Coadministration with MAOIs.

Main drug interactions :

None reported.

Main side effects :

Dyskinesias (e.g., choreiform or dystonic movements), cardiac irregularities (e.g., palpitations), orthostatic hypotensive episodes, nausea, bradykinetic episodes (the "on-off" phenomenon), psychotic episodes, depression, urinary retention.

Special points :

Levodopa should be administered together with benserazide or carbidopa in order to avoid peripheral conversion to dopamine, to reduce peripheral adverse effects and to improve passage across the blood–brain barrier.

Emerging therapies

  • According to the observation that tau-related pathology is a hallmark neuropathologic feature of these diseases, targeting tau pathology appears to be a promising disease-modifying approach.

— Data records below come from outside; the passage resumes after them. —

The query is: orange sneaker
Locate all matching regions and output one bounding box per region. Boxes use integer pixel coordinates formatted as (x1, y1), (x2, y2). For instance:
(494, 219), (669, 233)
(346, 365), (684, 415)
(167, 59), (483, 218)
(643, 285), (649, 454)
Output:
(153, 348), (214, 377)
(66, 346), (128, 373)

Valproate and lithium, which inhibit GSK-3β and thus reduce pathologic processing of neuronal tau protein, are currently being tested in clinical trials.

  • Many other experimental substances are in scientific evaluation, including tau vaccination [5]. Phosphatase inhibitors and neuroprotective compounds are also being discussed and seem to hold some promise, although there is only preclinical experimental evidence for their effects [44]. All of these efforts must be evaluated and further tested in well-designed, controlled clinical trials, potentially leading to more therapeutic options in the future.